18 June 2012

O SILÊNCIO E O ESPAÇO

Em Fevereiro de 1999, Ricardo Camacho, numa conversa numerologicamente peculiar a propósito de O Sexto Sentido (sexto – incluindo o live, Auto de Fé, de 1994 – e último álbum da Sétima Legião), travada num sexto andar da Rua de Campolide entre seis interlocutores, garantia que “este e o primeiro álbum são, provavelmente, os nossos dois discos mais homogéneos”. E defendia-o explicando que “no fundo, é como se todo o disco fosse uma música só. A ironia é que, contra a vontade colectiva (deve ser uma das poucas coisas que nos unem), acabámos por chegar ao álbum conceptual!”. Camacho – que, para além de médico, já fora também crítico de música e confessava, por vezes, compor a partir de textos críticos sobre discos que não ouvira – não poderia fazer uma autoavaliação mais acertada: se a totalidade da discografia da Sétima Legião deve ser classificada no patamar superior da pop portuguesa da segunda metade do século XX, A Um Deus Desconhecido (1984) e O Sexto Sentido são as duas colunas sobre que assenta tão elegantíssima ogiva. E, agora que a obra integral de estúdio do grupo volta a estar disponível, não haverá mais oportuno pretexto, não apenas para a fazer conhecer junto de desatentos e infiéis, como para lhe traçar mais nitidamente o perfil.

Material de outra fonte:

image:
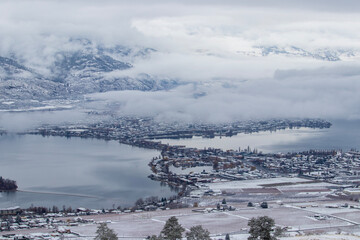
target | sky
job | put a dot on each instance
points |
(210, 44)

A verdade é que tanto o álbum de estreia como o derradeiro – que, por muito boas razões, esteve para se chamar “Nações Unidas” –, ainda que de forma absolutamente diferente, acabaram por obedecer a um mesmo princípio: abdicar de tudo o que fosse inútil e supérfluo e guardar apenas o estritamente essencial. Daí que, embora a ambição que gerou O Sexto Sentido fosse enorme (edificar um quase cinemático painel sonoro em torno de uma ficção sobre o universo da tradição popular portuguesa construída sobre samples de recolhas etnográficas de Michel Giacometti, apontamentos avulsos de flauta do sultanato de Omã, atmosferas de medinas árabes e meia dúzia de compassos de Wagner), o método tenha sido implacável: “Nas primeiras experiências, queria incluir tanta coisa na mesma música que acabava por soar mal, era excessivo e não existia um fio condutor. Conseguia uma voz daqui, outra dacolá, e soavam todas bem umas com as outras mas a coisa em si não chegava a existir. Muito do trabalho final foi limpar as misturas, deitar fora, para chegar à forma definitiva que acabou por ser muito minimal” (Ricardo Camacho). 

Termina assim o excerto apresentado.